Şarkvarî bir idare-i maslahatçılık ve kurnazlıkla, vaziyeti görmemekle, realiteyi inkâr etmekle bir şey kazanılmış olmaz. Bunun gibi münevverin sırf kendi mevkiini, menfaat ve imtiyazlarını korumak maksadiyle şu veya bu vesile ve bahanelerle mütemadiyen halk üzerine baskı yapması onu kendisinden uzaklaştırması ve soğutması da esaslı hiçbir şey kazandırmaz. Fakat çok şey kaybettirir.

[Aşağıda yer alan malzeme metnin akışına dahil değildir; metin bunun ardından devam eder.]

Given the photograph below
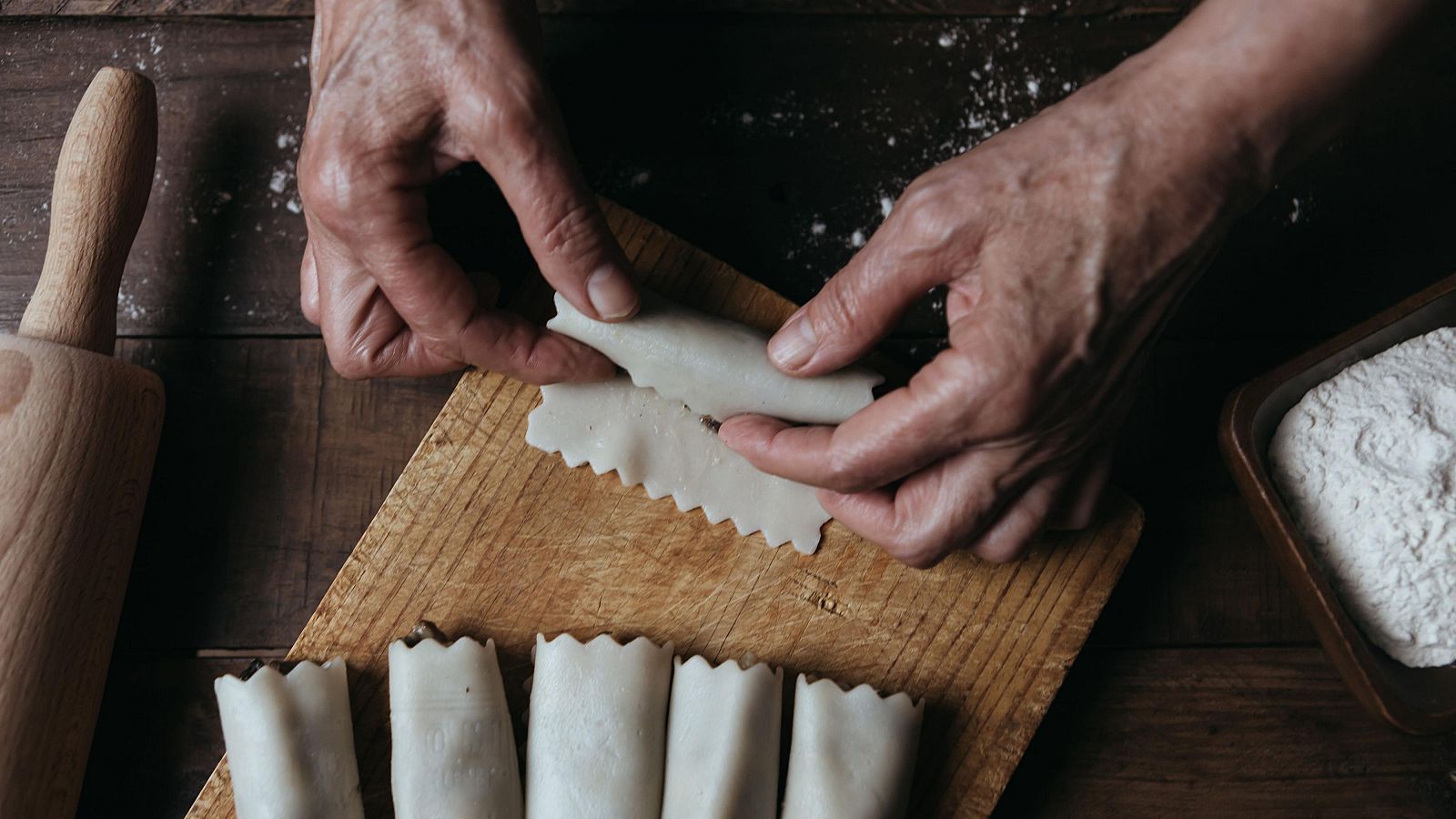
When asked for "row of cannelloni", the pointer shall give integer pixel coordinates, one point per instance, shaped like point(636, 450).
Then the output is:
point(615, 731)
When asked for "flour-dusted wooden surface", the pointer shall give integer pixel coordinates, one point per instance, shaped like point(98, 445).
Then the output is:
point(1200, 691)
point(491, 538)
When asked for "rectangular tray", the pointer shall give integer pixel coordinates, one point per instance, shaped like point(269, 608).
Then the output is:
point(1412, 700)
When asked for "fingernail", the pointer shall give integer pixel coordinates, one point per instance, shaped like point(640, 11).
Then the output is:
point(612, 293)
point(794, 344)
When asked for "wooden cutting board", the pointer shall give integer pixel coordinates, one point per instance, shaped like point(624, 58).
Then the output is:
point(491, 538)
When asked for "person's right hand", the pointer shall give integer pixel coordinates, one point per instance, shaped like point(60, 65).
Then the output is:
point(404, 92)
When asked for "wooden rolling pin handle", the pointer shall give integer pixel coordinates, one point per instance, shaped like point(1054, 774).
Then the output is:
point(102, 184)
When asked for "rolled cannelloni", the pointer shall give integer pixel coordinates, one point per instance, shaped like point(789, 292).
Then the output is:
point(290, 742)
point(594, 738)
point(723, 741)
point(453, 746)
point(713, 366)
point(670, 450)
point(851, 753)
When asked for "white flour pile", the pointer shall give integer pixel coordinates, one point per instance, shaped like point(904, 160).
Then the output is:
point(1368, 467)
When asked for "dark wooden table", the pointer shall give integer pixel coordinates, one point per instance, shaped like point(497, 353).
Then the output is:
point(766, 133)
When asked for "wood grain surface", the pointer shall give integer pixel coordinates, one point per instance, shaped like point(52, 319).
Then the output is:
point(491, 538)
point(296, 7)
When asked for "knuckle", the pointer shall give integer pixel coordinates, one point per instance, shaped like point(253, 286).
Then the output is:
point(353, 366)
point(334, 181)
point(834, 309)
point(570, 229)
point(844, 471)
point(919, 544)
point(357, 359)
point(1001, 551)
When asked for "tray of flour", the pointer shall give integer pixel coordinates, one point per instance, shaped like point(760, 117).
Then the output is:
point(1347, 460)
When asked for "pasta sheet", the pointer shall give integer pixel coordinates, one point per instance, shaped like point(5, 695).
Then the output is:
point(453, 748)
point(290, 742)
point(670, 450)
point(851, 753)
point(723, 742)
point(713, 366)
point(594, 739)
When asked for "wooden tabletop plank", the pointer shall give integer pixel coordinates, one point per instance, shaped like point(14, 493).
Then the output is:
point(1198, 732)
point(761, 130)
point(902, 7)
point(1223, 732)
point(271, 467)
point(268, 471)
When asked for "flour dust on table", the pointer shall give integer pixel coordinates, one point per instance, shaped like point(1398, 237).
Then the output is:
point(1366, 462)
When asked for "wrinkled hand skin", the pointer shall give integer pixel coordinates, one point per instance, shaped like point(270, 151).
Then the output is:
point(402, 94)
point(1063, 247)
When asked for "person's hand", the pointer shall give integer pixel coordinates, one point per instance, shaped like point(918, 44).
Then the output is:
point(1062, 244)
point(404, 92)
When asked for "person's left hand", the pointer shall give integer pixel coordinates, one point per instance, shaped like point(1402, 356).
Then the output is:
point(1062, 245)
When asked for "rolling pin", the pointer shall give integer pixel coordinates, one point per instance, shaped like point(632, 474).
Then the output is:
point(77, 439)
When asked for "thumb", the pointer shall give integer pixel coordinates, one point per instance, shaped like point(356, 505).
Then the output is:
point(564, 227)
point(855, 309)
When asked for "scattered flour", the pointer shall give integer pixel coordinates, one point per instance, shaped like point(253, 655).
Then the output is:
point(1368, 465)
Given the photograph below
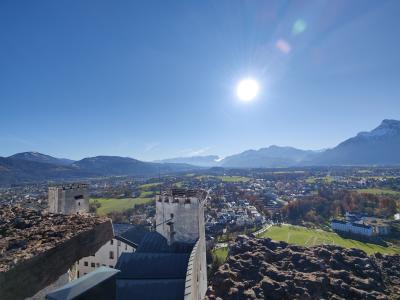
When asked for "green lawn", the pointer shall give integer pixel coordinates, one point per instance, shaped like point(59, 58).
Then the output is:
point(311, 237)
point(220, 254)
point(377, 191)
point(112, 204)
point(148, 186)
point(327, 179)
point(146, 194)
point(233, 178)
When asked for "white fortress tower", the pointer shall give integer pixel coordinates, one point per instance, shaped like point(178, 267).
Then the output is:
point(180, 219)
point(69, 199)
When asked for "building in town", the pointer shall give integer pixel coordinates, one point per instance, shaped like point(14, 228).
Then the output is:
point(69, 198)
point(168, 264)
point(361, 225)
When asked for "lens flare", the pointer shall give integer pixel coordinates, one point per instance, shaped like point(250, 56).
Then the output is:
point(247, 89)
point(299, 26)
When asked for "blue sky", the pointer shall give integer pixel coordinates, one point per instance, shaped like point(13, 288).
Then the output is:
point(156, 79)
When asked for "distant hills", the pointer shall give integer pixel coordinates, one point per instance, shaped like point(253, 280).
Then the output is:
point(42, 158)
point(271, 157)
point(201, 161)
point(380, 146)
point(34, 167)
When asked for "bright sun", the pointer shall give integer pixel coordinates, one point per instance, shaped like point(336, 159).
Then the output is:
point(247, 89)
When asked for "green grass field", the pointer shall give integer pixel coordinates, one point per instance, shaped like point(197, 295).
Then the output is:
point(233, 178)
point(146, 194)
point(379, 191)
point(311, 237)
point(225, 178)
point(326, 179)
point(148, 186)
point(112, 204)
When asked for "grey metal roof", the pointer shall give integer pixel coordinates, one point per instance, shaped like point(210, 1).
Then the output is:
point(165, 289)
point(77, 287)
point(135, 234)
point(152, 265)
point(153, 242)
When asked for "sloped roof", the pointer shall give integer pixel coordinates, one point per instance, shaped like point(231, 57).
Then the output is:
point(165, 289)
point(152, 265)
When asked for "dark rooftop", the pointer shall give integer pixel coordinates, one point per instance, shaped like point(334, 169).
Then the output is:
point(152, 265)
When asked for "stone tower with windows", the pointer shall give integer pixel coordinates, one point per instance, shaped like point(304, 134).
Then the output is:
point(69, 199)
point(180, 219)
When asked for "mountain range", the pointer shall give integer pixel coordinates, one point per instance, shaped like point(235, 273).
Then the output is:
point(380, 146)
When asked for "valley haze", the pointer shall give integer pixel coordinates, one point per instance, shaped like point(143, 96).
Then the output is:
point(380, 146)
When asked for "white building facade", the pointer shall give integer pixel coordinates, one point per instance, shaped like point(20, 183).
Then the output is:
point(106, 256)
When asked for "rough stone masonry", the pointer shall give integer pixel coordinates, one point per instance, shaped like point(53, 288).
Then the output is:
point(265, 269)
point(36, 247)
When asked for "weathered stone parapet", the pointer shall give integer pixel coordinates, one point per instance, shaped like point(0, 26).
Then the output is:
point(37, 248)
point(196, 275)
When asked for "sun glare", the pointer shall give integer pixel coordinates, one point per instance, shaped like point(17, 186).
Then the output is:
point(247, 89)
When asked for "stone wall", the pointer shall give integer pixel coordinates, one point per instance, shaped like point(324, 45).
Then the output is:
point(38, 248)
point(196, 275)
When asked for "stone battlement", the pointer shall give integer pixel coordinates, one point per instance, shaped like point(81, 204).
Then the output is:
point(36, 247)
point(71, 186)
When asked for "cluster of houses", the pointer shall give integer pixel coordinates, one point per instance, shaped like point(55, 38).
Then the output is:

Esasen gelişme halinde olan memleketlerde umumiyetle müşahade edilen gericilik hareketlerine münevverlerin sebep olduğu tesbit edilmiştir. Eğer bu memleketlerde yapılan ıslahat, plân ve vaadler beklenen neticeyi vermez, umumî bir sıkıntı ve hayal kırıklığı baş gösterirse halktan bir kısmının tabiat üstü kuvvetler vasıtasiyle meydana getireceği bir sistem sayesinde bundan kurtulmağa, bir nevi psikolojik tatmin aramağa çalıştığı ilmi araştırmalar neticesinde görülmüştür. Hakikatte elle tutulabilir bir gelişme, ferahlık ve mânavi huzur sonunda bu nevi gericilik hareketleri de ortadan kalkıyor. Bundan da anlaşılıyor ki, oldukça şümullü geniş İçtimaî hâdiseler karşısında önceden edinilmiş kanaat ve peşin hükümlerle hareket etmenin hiç bir faydası yoktur.

Bu vaziyette de münevverin halkla birleşmesi ve işbirliği etmesinden başka çare yoktur. Bu nevi bir işbirliğinden yalnız halk, dolayısiyle memleket faydalanacak, her şeyini kaybetmek üzere olan münevver en kârlı olarak çıkacaktır..

LÂİKLİK

Atatürk ilkeleri içinde maruz kaldığı muhtelif ve çok defa yanlış tefsirler dolayısiyle en çok ihtilâfa sebep olan hiç şüphesiz “Laiklik” prensibidir. Bu ilkenin çeşitli tefsire uğramasında tabiî muhtelif sebepler vardır. Bunların başında asırlar süren bir gelişmenin mahsulü olan her mefhum gibi bunun da muhteva ve şümulü hakkında sarih bir fikre sahip olunamaması, bir cemiyette gerçekleşebilmesinin tâbi olduğu şartların Iâyıkiyle bilinememesi ve bir de bu vaziyetten faydalanmak üzere kötü niyetlilerin işe karışmış olması gelir.